The dataset for evaluating human pose estimation in video sequences, introduced in our CVPR'14 paper Mixing Body-Part Sequences for Human Pose Estimation, is available on the project page.
Here is the EVent VidEo dataset used in the paper "Event retrieval in large video collections with circulant temporal encoding" (CVPR 2013).
Track annotations for the dataset used in the paper "Unsupervised Metric Learning for Face Identification in TV Video" (ICCV 2011).
Actom annotations for the datasets used in the paper "Actom Sequence Models for Efficient Action Detection" (CVPR 2011).
This data set extends the Labeled Faces in the Wild data set. It consists of news documents composed of images and captions, we used it for face naming and learning face recognition systems with weak supervision in our ECCV 2010 paper and submitted IJCV paper. It is fully annotated for association of faces in the image with names in the caption.
The labeled data set collected using image search engine. Contains 71478 images and text meta-data in XML format retrieved by 353 text queries, accompanied with relevance label for each image. This data set was used in our CVPR'10 paper Improving web-image search results using query-relative classifiers.
Web images collected from Flickr for 20 object categories and 20 combinations of object categories. This data set was used in Ranking user-annotated images for multiple query terms published in BMVC 2009.
INRIA features for the COREL 5K, IAPR TC-12, ESP GAME, PASCAL VOC 2007 and MIR Flickr data sets, as used in the ICCV 2009 paper on image auto-annotation and keyword-based retrieval and the CVPR 2010 paper on multimodal semi-supervised learning.
Holidays dataset collected by Hervé Jégou et al. to test image search methods.
Hollywood Human Actions. A video dataset focusing on realistic human actions. Short video samples were retrieved from various popular movies and annotated both manually and automatically. The dataset was used in Learning Realistic Human Actions from Movies published in CVPR'08 paper (oral). The covered set of human actions includes answering a phone, getting out of a car, handshaking, hugging, kissing, sitting down, sitting up and standing up.

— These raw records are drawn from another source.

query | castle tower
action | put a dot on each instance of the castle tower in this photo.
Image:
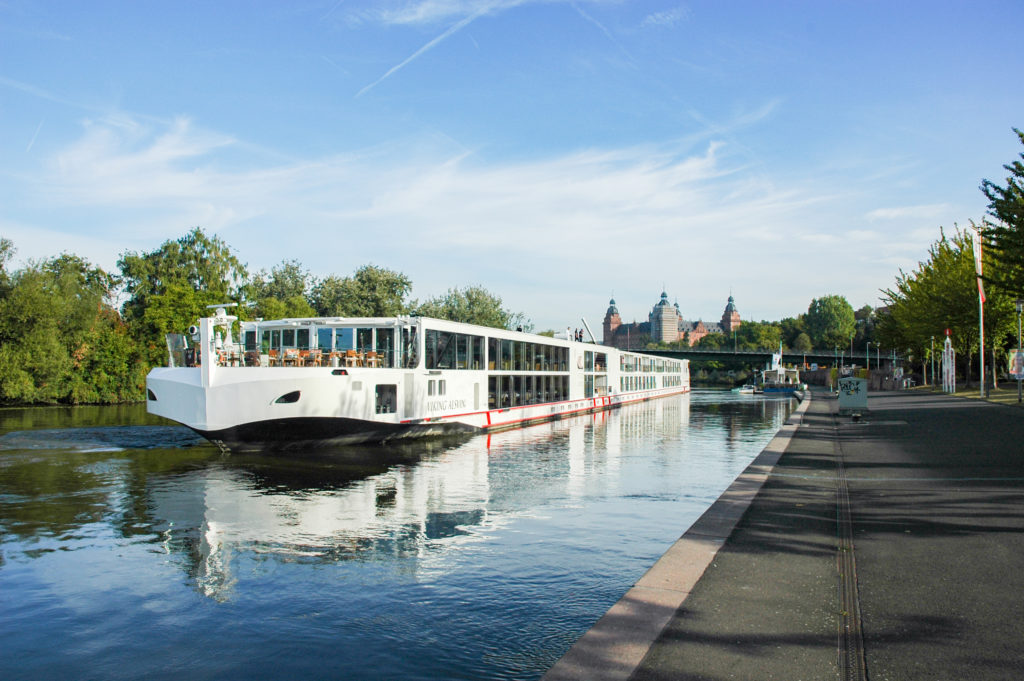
(611, 324)
(730, 317)
(664, 322)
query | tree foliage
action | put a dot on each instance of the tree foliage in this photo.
(759, 336)
(60, 340)
(829, 322)
(473, 304)
(168, 289)
(1005, 237)
(283, 293)
(941, 294)
(372, 291)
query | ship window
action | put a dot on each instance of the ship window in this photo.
(364, 340)
(410, 351)
(506, 355)
(385, 345)
(387, 397)
(288, 398)
(344, 339)
(477, 351)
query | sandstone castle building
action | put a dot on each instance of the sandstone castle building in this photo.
(665, 325)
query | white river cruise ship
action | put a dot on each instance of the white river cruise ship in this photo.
(301, 383)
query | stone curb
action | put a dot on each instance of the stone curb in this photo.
(614, 646)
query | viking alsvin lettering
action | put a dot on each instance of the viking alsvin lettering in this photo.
(445, 405)
(293, 383)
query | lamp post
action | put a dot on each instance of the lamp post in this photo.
(933, 360)
(1020, 306)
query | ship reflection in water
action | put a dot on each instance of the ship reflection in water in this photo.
(417, 501)
(483, 557)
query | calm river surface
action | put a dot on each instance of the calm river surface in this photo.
(130, 548)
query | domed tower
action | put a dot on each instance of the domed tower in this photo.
(664, 322)
(611, 323)
(730, 317)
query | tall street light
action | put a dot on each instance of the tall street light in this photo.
(1020, 306)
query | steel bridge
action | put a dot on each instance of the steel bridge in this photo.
(760, 357)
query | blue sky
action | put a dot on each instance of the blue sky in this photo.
(556, 153)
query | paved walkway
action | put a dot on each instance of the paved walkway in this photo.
(887, 549)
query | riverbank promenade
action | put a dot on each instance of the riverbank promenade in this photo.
(888, 548)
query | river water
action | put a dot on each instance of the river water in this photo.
(130, 548)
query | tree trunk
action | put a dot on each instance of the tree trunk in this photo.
(995, 373)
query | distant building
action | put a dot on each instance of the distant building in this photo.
(665, 325)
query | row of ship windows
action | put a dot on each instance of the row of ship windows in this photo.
(506, 391)
(632, 363)
(444, 349)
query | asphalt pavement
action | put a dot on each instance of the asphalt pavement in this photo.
(887, 548)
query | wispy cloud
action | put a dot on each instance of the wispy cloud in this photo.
(592, 218)
(423, 50)
(922, 212)
(32, 141)
(667, 18)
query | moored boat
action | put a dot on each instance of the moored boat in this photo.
(300, 383)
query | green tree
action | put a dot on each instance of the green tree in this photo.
(473, 304)
(1005, 237)
(60, 340)
(792, 328)
(713, 341)
(802, 343)
(372, 291)
(864, 327)
(283, 293)
(940, 294)
(6, 253)
(168, 289)
(829, 322)
(759, 336)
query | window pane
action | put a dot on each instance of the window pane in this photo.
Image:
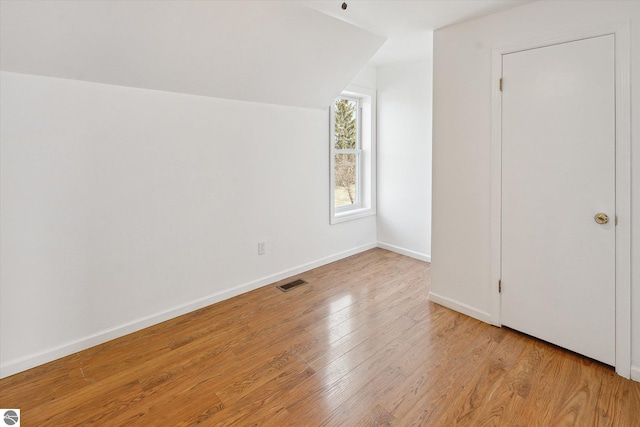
(345, 179)
(346, 124)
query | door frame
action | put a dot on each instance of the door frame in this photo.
(621, 33)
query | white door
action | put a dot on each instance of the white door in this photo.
(558, 173)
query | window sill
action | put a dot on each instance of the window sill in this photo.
(344, 216)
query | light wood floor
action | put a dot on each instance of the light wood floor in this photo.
(359, 345)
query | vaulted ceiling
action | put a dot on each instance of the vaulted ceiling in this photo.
(300, 53)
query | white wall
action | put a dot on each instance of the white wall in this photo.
(404, 158)
(462, 143)
(123, 207)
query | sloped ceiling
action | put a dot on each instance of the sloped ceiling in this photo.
(408, 25)
(276, 52)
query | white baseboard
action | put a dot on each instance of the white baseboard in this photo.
(403, 251)
(18, 365)
(461, 307)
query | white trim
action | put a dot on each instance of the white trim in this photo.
(18, 365)
(367, 190)
(460, 307)
(406, 252)
(622, 34)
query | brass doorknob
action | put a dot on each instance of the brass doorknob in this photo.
(601, 218)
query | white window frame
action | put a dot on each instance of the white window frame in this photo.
(365, 204)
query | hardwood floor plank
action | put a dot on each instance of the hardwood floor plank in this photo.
(359, 345)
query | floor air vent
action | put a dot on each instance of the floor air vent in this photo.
(291, 285)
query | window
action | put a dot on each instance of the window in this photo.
(352, 155)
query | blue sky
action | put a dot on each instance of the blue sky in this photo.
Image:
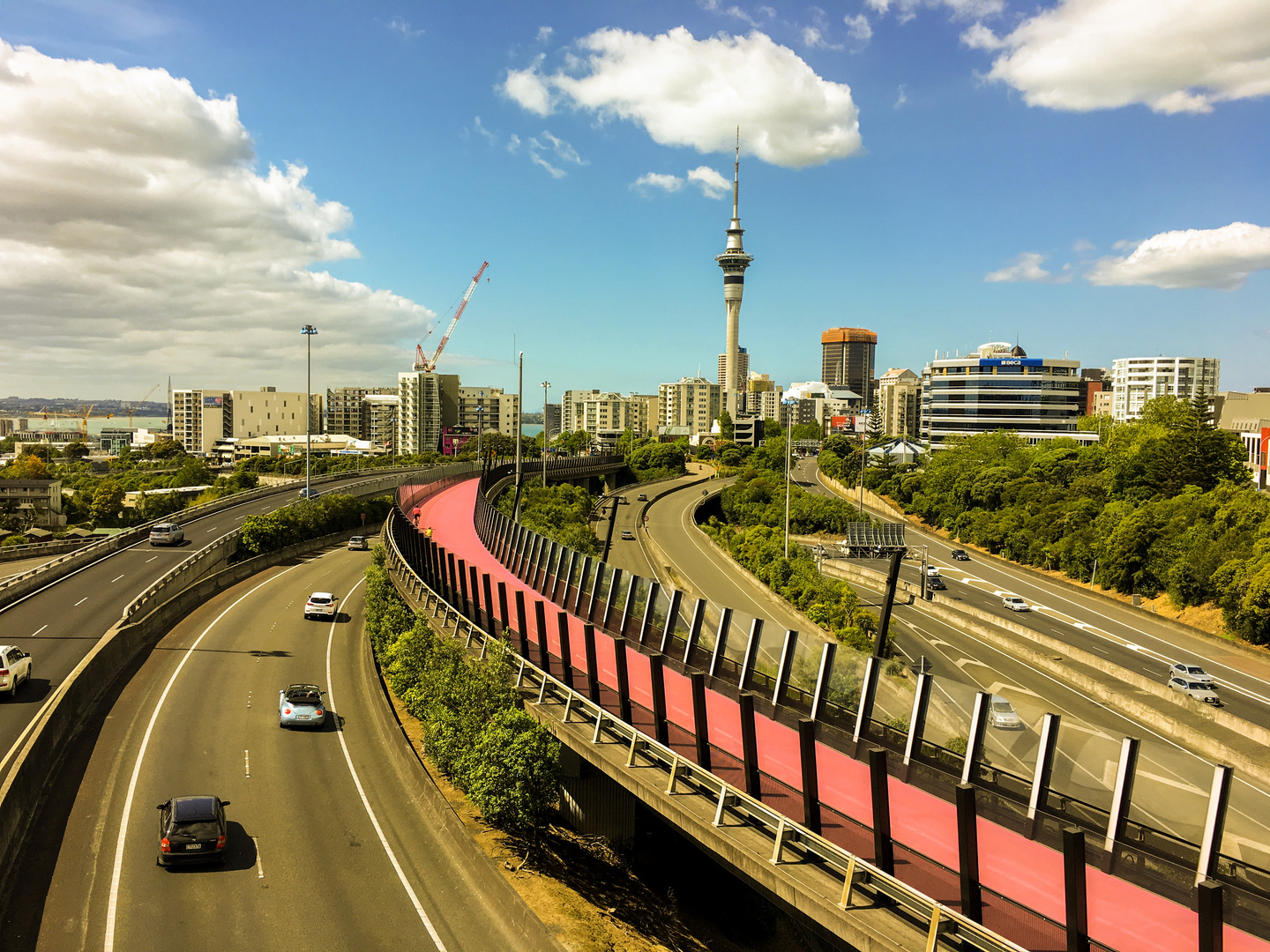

INRIA Annotations for Graz-02. A follow-up on the popular natural-scene object category dataset prepared at Graz University of Technology. Original dataset images were re-annotated by a team of human annotators led by Marcin Marszalek, who then used the annotations to perform accurate object localization with shape masks (CVPR 2007 oral). All cars, bikes and people images, annotations and image lists are made available.

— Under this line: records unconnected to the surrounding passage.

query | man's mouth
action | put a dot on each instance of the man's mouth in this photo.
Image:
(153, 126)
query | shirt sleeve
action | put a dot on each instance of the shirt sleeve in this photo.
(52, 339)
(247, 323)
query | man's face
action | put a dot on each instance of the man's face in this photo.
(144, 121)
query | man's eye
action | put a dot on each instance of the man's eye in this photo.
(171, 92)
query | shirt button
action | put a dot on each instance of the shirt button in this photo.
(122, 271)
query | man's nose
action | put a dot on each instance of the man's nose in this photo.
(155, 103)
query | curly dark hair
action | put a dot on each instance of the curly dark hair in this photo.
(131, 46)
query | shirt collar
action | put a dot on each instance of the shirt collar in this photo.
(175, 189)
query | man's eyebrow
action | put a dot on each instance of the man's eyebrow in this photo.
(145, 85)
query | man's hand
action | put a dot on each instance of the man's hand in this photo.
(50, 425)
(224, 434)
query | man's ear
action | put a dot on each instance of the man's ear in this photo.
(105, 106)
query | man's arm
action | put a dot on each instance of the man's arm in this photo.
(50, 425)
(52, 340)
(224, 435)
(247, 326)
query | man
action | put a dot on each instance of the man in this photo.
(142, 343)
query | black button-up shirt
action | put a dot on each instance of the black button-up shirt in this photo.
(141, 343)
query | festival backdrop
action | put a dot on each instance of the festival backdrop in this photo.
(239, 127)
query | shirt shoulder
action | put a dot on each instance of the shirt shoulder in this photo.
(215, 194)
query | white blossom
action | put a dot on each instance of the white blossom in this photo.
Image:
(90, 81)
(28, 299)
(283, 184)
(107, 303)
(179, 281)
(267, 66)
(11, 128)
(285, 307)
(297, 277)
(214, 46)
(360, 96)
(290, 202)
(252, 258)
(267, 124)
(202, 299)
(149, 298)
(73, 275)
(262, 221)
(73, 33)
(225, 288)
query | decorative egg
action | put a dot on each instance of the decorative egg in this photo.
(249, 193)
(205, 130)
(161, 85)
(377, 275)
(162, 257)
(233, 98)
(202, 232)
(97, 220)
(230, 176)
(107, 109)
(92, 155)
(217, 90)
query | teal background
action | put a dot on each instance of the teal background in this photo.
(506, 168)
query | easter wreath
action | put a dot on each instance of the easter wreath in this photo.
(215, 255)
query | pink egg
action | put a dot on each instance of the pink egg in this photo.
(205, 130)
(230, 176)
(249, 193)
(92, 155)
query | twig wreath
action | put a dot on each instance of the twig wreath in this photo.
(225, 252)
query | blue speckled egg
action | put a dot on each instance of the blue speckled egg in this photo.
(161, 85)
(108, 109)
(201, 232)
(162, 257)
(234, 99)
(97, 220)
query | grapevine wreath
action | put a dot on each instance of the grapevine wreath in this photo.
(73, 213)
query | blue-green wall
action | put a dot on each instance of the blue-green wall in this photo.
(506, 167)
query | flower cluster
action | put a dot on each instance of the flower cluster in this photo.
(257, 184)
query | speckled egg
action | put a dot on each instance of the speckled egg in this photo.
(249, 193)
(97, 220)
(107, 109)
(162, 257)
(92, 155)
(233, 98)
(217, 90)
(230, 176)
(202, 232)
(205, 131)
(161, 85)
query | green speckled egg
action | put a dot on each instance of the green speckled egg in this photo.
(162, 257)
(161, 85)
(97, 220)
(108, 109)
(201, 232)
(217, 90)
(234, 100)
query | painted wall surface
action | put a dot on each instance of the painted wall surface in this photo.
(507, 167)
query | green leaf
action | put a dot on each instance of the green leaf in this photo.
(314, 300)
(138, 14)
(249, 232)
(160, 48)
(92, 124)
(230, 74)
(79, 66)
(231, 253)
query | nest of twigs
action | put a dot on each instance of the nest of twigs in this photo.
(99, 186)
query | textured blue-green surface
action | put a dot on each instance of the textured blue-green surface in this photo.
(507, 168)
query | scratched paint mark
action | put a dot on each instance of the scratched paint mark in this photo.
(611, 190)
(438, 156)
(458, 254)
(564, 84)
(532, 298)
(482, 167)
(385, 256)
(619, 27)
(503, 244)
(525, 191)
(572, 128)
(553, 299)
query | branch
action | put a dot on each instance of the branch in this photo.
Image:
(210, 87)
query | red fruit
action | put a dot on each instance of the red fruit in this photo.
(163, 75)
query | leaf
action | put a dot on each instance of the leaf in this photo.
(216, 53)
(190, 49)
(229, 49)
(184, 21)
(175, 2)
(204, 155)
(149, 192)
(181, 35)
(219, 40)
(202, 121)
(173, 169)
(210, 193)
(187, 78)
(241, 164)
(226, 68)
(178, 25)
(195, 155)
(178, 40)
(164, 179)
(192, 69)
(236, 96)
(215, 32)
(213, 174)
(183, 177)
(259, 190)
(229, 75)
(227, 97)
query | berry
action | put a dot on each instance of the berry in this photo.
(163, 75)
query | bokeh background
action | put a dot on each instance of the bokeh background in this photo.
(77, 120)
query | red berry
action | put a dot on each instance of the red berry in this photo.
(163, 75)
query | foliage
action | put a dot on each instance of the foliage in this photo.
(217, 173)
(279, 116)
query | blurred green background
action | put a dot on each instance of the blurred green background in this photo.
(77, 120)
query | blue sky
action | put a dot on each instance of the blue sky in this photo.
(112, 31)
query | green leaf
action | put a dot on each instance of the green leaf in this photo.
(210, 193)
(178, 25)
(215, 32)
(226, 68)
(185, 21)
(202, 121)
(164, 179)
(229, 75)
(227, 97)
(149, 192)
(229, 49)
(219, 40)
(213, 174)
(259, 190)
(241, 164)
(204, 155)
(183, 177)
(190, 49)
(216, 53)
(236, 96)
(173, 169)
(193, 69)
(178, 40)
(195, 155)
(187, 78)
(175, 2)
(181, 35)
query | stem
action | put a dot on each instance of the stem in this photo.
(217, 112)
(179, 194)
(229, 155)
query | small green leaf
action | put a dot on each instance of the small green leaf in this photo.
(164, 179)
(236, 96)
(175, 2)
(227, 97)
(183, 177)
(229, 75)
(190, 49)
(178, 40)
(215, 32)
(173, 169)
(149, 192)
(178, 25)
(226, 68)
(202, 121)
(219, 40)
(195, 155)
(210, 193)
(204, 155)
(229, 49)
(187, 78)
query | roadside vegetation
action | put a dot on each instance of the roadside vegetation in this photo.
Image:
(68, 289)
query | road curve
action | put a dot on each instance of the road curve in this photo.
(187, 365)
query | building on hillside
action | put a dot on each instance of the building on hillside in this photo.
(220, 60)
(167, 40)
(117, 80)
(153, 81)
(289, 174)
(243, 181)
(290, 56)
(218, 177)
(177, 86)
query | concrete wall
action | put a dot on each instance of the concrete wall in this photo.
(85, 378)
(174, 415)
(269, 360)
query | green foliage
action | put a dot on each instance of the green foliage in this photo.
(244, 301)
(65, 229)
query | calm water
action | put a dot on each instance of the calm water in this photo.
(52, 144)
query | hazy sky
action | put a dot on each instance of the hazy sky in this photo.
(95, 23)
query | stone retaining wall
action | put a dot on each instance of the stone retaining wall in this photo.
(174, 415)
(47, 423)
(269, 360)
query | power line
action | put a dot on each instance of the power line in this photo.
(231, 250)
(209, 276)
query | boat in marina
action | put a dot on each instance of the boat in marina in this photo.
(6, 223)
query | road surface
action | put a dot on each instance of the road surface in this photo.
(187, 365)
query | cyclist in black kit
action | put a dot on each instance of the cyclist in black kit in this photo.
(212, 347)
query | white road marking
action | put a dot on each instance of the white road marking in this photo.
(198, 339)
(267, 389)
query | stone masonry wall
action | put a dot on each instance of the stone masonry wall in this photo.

INRIA Car Dataset. A set of car and non-car images taken in a parking lot nearby INRIA. It was collected by Peter Carbonetto and Gyuri Dorkó and used in the submitted IJCV journal paper Learning to recognize objects with little supervision.
Test images collected by Krystian Mikolajczyk for testing scaled and affine interest point detectors with various types of local image descriptors.